Just last week, the Mithi in spate combined with high tide, leading to massive flooding. Even Western Railway tracks went under water, a first in many years. Worst, however, was reserved for Kurla, where there was waist-deep water and1500 people from Krantinagar had to be evacuated.

The study, instituted by the Relief and Rehabilitation Department of the state government in March 2019, interestingly, observes that “major infrastructure development rarely takes into account the level of hazard.”
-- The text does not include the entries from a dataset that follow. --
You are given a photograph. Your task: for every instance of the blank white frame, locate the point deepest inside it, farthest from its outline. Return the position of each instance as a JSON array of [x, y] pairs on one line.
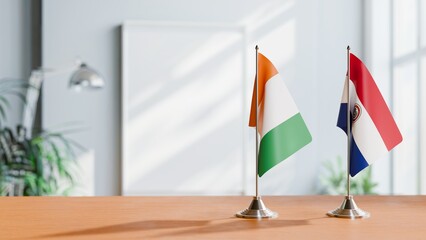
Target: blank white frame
[[134, 25]]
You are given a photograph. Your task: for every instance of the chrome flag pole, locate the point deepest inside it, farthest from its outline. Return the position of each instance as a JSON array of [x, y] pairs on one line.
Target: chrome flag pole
[[257, 208], [348, 209]]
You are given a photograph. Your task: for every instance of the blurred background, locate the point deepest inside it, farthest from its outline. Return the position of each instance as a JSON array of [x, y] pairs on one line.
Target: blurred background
[[172, 116]]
This is exactly what environmentalists have been shouting hoarse over as they oppose the state government’s decision to build a car shed for Metro 3 line at Aarey Colony. The car shed will not only lead to felling of over 2700 fully grown trees, the concretisation of the area, which currently acts as a holding pond during heavy rains, will increase the water flow into the Mithi, leading to floods worse than witnessed last week.

The report also says that “vulnerable areas prone to disasters are not being identified.”

The report titled ‘Flood Management and Vulnerability Assessment to Climate Risk for Mumbai Metropolitan Region’ was submitted to the government last month.

It suggests that an integrated platform be developed to share and analyse information collected from various sources. The report says that some tools like “drones, satellite images and emergency mobile apps” can be used to get early alerts.